Background

Immunoglobulin A nephropathy (IgAN), first described by Jean Berger in 1968 [1], is one of the most common forms of glomerulonephritis (GN) in the world [2]. It is characterized by the deposition of IgA immune complexes (specifically the IgA1 subclass) in the glomerular mesangium, leading to frequent episodes of hematuria and/or proteinuria [3]. Approximately 20–40% of IgAN patients will progress to end-stage renal disease (ESRD) within 10–20 years of diagnosis [4, 5], causing a critical public health burden.

IgAN is a complex autoimmune disease with contributions from multiple factors, such as preference of salty food [6] and a family history of chronic glomerulonephritis [7]. Previous studies also indicated the important role of genetics in the etiology of IgAN. The prevalence of IgAN varies considerably across ethnicities, being the highest in Asians, moderate in Caucasians and the lowest in the African population [8], implying that both environmental and genetic factors are likely to be involved in the pathogenesis of IgAN. Genome-wide association studies (GWAS) identified several independent risk alleles for IgAN in East Asians and Europeans, such as genetic loci in CFH, TNFSF13, ST6GAL1 and ACCS [9,10,11,12,13]. Recent research also discovered two distinct genome-wide significant loci in C1GALT1 and C1GALT1C1 in association with defective O-glycosylation of serum immunoglobulin A1 (IgA1), the key pathogenic defect in IgAN [14]. However, the exact pathogenic mechanisms underlying the observed associations in general and the genetic associations in particular remains to be elucidated.

An important goal of public health is to identify modifiable risk factors of a disease or disorder to develop effective interventions and therapeutics. However, because of confounding, reverse causality, and selection bias, risk factors discovered by traditional observational epidemiology research were frequently found to be deceptive [15, 16]. Randomized controlled trials (RCTs) are often regarded as the gold standard for drawing causal conclusions because all the parameters, except for the exposure of interest, are comparable between the groups [17]. However, it is often time-consuming and expensive to conduct RCTs, and in some cases, allocation of exposure is either immoral or unfeasible.

Mendelian randomization (MR) refers to bioinformatical methods that assess pleiotropic effect of modifiable risk factors on a disease/disorder by utilizing proxy measures of these risk factors, thereby avoiding the necessity of conducting a conventional RCT [18]. In MR, instrumental variables (IVs) are used as a proxy for randomizing individuals to ensure comparable results regardless of known/unknown confounding factors.

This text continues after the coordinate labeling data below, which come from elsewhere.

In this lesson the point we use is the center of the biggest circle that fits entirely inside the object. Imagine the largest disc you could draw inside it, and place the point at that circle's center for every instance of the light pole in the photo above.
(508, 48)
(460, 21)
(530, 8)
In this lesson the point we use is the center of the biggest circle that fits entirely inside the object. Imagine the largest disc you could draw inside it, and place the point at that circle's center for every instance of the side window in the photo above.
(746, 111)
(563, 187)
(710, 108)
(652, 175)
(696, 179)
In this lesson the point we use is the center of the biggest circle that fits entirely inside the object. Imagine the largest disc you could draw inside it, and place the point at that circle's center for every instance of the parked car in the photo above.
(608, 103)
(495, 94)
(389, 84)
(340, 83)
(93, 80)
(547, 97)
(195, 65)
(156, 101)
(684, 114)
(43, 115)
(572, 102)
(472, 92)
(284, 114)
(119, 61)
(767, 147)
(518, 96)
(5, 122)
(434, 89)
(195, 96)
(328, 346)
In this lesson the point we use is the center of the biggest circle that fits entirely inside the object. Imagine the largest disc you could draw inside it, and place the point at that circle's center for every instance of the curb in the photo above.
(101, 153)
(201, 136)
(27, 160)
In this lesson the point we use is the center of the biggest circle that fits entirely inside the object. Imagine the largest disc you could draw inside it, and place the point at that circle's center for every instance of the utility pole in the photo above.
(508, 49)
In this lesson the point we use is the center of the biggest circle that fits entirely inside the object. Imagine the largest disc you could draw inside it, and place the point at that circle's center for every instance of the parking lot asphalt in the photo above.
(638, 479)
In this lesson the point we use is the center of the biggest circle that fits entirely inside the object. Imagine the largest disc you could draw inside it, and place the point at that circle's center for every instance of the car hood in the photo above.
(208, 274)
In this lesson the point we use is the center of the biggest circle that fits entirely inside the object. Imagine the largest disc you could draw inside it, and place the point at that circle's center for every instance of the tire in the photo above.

Due to the random allocation of alleles during gamete formation, which occurs well before the exposure or outcome, genetic variants are often used as the IVs. Pleiotropic associations can be estimated from MR because inherited genetic variants are independent of potential confounding factors. By using MR, confounding and reverse causation, which are commonly encountered in traditional association studies, can be greatly minimized. MR has been successful in identifying gene expression or DNA methylation sites showing pleiotropic association with various phenotypes, such as systemic lupus erythematosus (SLE), educational attainment, and severity of COVID-19 [19,20,21]. In this study, we adopted the summary data-based MR (SMR) approach integrating summarized cis-expression quantitative trait loci (cis- eQTL) data and GWAS data for IgAN to prioritize genes whose expressions are pleiotropically associated with IgAN, with gene expression being the exposure and IgAN being the outcome.

Although previous genetic studies have identified independent risk alleles for IgAN, more studies are needed to better understand the genetic mechanisms underlying IgAN, such as the roles of the non-coding regulatory regions. FUMA is an Internet-based program that utilizes multiple biological databases to provide an easy-to-use tool for functional mapping and annotation of genetic variants identified in GWAS [22]. FUMA can provide multiple post-GWAS analysis simultaneously, including functional annotation of candidate SNPs, gene mapping, tissue-expression analysis of the prioritized genes, gene set enrichment analysis (GSEA), and interactive visualization. Previously research indicated that FUMA validated known candidate genes and identified additional putative genes through eQTL mapping and chromatin interaction mapping [22], providing valuable clues for understanding the complex genetic mechanisms underlying a disease/disorder. Therefore, we also conducted FUMA analysis to further explore genetic variants and genomic loci in the pathogenesis of IgAN.

Methods

GWAS data for IgAN

The GWAS summarized data for IgAN were provided by a recent genome-wide association meta-analysis of IgAN [23]. The results were based on meta-analyses of IgAN using data from three population-based projects: The BioBank Japan (BBJ) [24], the UK Biobank [25], and GWAS summary results from FinnGen (https://www.finngen.fi/), with the sample size being 175,359 (71 cases and 175,288 controls), 344,365 (15,418 cases and 328,947 controls), and 133,419 (169 cases and 133,250 controls) for the three projects, respectively. As a result, the meta-analysis included 477,784 Europeans (15,587 cases and 462,197 controls) and 175,359 East Asians (71 cases and 175,288 controls). IgAN was diagnosed based on International Classification of Diseases, 10th revision (ICD-10). The three projects used different genotyping flatforms and reference panels for imputation. GWAS analysis was done using generalized mixed-effects models, with adjustment of different covariates and principal components (PCs) (Additional file 1: Table S1). The GWAS summarized data can be downloaded at http://ftp.ebi.ac.uk/pub/databases/gwas/summary_statistics/GCST90018001-GCST90019000/GCST90018866/harmonised/.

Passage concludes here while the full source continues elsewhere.